La sensazione che Jannik sta continuando a dare sul campo è quella di un giocatore che abbia raggiunto una maturità sorprendente. Se le prime due vittorie, contro gli olandesi van de Zandschulp e de Jong, erano tutto sommato scontate per il numero 4 al mondo, ben più complicato si presentava il terzo turno contro l’argentino Sebastián Báez, numero 26 del seeding.

Invece, anche lui è stato spazzato via dall’uragano Sinner senza alcuna fatica, con un nettissimo 6-0 6-1 6-3 in poco meno di due ore che regala all’azzurro l’approdo agli ottavi di finale, stesso risultato raggiunto lo scorso anno. Stavolta però con un piccolo guadagno di punti che gli permette momentaneamente di avvicinare i suoi concorrenti nel ranking.

Sinner sale ancora nel ranking: la situazione

Non sono gli Australian Open il torneo in cui, a dir la verità, ci aspettiamo il possibile sorpasso di Jannik ai suoi rivali.  Alcaraz ha tutto da guadagnare dopo l’assenza nella scorsa edizione. Stesso discorso per Medvedev che, lo scorso anno, è uscito al terzo turno contro Korda. Anche il russo ha la possibilità di racimolare molti punti per avvicinare in maniera concreta l’avversario che lo precede.

 Sinner ranking Atp risultati Australian Open
Sinner, balzo in avanti nel ranking e non è finita (Ansa) – Arabonormannaunesco.it

Insomma, aspettarci un sorpasso di Jannik ai danni del russo al termine degli Australian Open è quasi impossibile. Ma intanto l’altoatesino può sorridere. Grazie alla redistribuzione dei punti Atp, ha infatti portato a casa un bottino di venti punti in più rispetto a quelli messi insieme con gli ottavi dello scorso anno, quando venne eliminato da Tsitsipas.

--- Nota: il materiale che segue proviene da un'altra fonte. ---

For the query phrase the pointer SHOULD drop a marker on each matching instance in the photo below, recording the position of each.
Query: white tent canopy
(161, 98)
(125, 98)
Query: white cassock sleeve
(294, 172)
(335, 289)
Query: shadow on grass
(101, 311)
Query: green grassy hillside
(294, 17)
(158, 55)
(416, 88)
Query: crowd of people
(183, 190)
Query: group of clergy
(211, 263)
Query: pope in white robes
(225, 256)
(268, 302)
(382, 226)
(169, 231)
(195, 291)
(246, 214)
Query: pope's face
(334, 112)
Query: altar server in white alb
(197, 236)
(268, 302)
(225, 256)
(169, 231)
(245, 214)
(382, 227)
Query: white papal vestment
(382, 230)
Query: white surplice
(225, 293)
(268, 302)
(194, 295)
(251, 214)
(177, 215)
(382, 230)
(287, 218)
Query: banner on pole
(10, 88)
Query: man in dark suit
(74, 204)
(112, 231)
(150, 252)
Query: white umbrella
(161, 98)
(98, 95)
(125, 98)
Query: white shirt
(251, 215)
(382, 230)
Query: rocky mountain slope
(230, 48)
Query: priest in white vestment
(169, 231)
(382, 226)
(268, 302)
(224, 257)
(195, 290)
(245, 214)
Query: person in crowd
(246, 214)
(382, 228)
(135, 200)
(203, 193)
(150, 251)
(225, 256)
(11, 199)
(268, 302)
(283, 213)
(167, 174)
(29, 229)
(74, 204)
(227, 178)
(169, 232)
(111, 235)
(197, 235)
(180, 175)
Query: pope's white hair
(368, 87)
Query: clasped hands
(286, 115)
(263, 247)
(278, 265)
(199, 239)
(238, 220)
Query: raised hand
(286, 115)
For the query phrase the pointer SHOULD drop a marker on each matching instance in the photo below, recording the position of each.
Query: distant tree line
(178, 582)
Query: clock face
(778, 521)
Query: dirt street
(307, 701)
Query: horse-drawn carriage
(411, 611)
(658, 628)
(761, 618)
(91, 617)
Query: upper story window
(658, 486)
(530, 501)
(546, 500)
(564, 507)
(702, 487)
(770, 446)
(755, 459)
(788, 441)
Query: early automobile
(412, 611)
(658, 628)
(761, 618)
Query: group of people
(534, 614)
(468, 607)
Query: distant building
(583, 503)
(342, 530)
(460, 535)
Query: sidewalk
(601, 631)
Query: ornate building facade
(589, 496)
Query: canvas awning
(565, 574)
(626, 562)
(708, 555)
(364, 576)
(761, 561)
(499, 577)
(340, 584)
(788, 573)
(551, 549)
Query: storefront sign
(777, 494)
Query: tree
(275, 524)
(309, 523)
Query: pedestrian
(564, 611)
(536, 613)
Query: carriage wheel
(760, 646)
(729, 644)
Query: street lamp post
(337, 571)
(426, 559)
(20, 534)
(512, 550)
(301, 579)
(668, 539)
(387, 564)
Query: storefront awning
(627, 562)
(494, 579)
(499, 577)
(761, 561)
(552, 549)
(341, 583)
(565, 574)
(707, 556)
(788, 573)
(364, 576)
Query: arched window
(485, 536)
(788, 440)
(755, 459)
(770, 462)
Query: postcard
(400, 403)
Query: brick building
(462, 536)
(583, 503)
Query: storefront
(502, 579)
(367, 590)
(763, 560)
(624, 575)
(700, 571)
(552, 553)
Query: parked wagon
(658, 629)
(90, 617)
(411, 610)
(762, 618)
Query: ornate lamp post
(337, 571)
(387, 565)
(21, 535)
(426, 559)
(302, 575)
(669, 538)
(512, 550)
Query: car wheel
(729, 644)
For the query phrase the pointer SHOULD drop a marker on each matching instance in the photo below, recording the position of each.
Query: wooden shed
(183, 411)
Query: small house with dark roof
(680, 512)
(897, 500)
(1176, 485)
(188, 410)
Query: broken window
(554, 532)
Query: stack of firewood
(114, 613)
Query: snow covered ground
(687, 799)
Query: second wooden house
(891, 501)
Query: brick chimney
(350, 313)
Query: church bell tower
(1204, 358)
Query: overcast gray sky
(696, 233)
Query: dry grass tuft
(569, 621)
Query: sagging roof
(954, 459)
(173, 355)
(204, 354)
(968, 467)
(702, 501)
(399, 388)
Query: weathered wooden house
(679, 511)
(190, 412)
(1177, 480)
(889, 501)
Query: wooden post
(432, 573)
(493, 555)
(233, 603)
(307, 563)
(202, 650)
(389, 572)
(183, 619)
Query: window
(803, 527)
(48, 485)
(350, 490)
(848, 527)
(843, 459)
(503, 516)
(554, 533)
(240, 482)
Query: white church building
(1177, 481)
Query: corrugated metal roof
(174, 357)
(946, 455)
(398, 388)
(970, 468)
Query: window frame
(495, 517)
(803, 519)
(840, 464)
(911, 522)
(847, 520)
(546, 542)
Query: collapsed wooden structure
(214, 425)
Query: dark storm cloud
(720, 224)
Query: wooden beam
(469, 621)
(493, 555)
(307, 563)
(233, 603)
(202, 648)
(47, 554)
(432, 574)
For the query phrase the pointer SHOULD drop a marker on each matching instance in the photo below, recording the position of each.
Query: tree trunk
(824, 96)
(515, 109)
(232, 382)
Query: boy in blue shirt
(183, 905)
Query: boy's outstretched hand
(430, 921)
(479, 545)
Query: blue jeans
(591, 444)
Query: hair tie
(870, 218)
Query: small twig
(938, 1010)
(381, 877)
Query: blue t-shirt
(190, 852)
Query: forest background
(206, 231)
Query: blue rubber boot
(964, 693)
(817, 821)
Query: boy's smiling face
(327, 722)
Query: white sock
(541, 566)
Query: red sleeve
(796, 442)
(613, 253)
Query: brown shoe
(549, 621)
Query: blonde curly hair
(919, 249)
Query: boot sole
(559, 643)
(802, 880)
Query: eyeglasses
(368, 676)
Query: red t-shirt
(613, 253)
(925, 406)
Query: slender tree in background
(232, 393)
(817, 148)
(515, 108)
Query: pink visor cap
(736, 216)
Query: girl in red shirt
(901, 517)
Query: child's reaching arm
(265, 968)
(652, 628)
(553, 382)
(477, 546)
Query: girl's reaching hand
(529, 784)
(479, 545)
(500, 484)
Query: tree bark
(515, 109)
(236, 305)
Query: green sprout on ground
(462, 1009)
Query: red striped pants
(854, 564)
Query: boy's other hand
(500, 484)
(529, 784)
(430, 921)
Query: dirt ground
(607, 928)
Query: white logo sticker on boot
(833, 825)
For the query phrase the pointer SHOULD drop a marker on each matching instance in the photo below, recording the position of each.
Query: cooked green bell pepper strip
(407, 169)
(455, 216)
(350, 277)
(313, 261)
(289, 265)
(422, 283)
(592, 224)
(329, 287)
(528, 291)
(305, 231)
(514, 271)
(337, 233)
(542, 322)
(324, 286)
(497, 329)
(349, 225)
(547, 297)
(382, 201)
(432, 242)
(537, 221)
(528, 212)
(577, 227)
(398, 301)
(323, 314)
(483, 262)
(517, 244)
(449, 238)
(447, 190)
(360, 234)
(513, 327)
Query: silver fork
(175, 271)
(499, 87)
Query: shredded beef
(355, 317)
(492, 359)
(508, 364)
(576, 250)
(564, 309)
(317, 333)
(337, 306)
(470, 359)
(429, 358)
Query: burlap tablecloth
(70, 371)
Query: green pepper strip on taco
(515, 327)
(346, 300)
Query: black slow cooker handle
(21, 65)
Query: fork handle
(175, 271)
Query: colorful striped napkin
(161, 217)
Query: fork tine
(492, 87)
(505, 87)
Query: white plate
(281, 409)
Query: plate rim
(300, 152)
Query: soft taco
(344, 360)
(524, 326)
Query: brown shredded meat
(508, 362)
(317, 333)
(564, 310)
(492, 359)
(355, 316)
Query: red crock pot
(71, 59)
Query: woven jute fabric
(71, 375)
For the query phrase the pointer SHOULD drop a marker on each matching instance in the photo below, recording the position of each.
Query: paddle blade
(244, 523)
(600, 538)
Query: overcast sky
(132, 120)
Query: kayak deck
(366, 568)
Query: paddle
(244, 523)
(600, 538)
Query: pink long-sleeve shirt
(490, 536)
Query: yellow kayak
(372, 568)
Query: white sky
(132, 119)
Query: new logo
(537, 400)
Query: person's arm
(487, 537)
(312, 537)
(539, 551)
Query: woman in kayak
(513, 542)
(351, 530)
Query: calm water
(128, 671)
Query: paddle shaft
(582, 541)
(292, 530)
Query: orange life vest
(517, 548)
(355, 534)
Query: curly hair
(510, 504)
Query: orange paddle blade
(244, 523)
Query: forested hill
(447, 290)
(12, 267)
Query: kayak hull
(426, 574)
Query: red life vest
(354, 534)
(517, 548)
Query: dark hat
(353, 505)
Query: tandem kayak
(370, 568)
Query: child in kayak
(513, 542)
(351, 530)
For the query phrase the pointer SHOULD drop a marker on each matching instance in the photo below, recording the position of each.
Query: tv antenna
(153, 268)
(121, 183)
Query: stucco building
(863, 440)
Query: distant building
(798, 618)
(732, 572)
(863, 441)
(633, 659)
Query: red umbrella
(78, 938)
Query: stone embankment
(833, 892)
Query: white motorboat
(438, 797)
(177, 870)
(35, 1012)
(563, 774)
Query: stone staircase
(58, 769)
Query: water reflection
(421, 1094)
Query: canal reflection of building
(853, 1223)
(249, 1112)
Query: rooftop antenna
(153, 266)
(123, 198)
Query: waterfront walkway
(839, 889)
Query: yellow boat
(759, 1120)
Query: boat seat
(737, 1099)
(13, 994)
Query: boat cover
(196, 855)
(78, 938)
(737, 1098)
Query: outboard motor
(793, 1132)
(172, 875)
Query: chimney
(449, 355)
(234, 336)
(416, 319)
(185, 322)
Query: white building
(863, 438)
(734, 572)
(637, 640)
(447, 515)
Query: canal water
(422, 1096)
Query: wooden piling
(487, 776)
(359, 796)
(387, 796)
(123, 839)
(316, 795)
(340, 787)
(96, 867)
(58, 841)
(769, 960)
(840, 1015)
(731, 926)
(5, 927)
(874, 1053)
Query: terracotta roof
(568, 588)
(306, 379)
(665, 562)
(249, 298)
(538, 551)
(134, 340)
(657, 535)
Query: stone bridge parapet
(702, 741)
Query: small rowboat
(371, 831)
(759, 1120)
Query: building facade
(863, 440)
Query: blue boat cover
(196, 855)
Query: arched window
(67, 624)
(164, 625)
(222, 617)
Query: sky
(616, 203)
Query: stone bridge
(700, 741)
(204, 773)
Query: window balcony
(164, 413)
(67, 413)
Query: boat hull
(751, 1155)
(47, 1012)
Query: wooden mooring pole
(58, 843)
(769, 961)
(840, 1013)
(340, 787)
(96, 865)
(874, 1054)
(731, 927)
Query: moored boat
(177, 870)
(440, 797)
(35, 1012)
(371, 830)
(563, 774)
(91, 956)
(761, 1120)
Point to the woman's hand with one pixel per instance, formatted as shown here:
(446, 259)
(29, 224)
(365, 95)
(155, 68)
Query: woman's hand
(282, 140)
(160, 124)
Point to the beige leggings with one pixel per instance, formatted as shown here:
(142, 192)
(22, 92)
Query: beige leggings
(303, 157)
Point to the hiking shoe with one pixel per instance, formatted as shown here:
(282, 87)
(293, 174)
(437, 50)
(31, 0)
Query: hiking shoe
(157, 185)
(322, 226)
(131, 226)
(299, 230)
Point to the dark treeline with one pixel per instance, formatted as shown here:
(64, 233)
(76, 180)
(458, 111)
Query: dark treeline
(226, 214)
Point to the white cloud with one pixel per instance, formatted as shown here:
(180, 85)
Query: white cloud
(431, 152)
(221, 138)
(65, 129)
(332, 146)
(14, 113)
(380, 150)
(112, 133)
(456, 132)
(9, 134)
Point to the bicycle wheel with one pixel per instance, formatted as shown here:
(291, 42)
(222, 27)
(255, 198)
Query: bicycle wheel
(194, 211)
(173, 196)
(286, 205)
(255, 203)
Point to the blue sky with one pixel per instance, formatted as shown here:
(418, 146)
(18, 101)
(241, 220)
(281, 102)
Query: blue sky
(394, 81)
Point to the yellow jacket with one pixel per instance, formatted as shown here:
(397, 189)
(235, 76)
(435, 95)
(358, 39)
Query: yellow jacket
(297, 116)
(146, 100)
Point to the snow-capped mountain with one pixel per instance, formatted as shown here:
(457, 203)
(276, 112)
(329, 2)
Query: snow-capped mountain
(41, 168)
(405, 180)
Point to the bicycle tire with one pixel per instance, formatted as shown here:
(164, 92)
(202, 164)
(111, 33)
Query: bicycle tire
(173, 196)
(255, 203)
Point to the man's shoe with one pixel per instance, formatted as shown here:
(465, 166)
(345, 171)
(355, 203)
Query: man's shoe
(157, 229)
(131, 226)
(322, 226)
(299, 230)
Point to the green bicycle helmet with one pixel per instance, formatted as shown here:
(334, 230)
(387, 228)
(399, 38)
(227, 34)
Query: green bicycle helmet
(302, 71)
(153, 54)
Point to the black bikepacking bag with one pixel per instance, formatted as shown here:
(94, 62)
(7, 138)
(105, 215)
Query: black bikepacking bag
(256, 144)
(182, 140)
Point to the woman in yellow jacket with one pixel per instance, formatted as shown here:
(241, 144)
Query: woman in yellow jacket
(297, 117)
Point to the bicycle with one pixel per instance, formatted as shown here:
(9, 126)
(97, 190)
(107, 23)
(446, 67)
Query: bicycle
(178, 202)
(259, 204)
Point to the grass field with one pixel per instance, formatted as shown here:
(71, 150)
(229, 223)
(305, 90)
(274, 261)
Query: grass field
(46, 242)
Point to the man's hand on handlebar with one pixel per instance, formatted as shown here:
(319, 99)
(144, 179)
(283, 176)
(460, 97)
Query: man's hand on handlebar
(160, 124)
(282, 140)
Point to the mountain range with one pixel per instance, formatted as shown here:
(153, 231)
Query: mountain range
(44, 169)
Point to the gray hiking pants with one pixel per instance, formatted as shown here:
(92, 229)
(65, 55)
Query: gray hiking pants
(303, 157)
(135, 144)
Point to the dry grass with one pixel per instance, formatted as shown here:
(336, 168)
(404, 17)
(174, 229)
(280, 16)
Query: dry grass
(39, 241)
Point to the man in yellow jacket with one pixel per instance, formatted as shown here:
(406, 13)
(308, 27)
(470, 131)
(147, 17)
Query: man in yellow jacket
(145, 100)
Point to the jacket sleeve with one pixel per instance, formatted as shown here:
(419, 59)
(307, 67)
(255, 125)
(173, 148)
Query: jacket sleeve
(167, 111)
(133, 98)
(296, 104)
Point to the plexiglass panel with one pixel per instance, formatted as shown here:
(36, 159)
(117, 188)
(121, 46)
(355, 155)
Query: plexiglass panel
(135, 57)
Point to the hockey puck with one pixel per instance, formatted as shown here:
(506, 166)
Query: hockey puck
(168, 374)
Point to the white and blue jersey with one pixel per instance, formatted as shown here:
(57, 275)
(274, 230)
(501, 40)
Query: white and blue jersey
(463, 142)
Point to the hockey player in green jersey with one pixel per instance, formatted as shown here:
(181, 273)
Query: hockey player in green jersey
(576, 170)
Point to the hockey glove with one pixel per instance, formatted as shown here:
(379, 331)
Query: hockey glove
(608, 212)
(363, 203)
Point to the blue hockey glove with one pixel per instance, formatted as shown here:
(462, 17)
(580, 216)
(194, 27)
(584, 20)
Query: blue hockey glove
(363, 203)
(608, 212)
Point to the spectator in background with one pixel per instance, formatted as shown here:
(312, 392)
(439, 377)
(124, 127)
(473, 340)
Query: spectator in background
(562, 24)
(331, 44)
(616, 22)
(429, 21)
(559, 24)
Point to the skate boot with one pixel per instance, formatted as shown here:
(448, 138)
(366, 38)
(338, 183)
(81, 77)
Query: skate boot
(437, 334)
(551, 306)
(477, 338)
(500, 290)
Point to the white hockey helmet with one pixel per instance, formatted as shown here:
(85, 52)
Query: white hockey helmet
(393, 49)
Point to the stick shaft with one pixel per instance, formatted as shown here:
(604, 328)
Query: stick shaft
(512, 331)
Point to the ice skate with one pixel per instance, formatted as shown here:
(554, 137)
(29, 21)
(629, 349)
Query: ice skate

Teoricamente ha quindi già raggiunto il suo obiettivo minimo e, da qui in avanti, non potrà far altro che guadagnare ancora punti, qualora dovesse avanzare. A partire già dal prossimo turno, dove ad aspettarlo troverà un giocatore di ben altro livello rispetto a quelli affrontati fin qui, il russo Karen Khachanov.

Un ostacolo durissimo e probabilmente il test più importante in questa fase della stagione per capire quanto il Sinner che stiamo ammirando sia davvero un nuovo Jannik in grado di competere davvero per vincere un torneo dello Slam.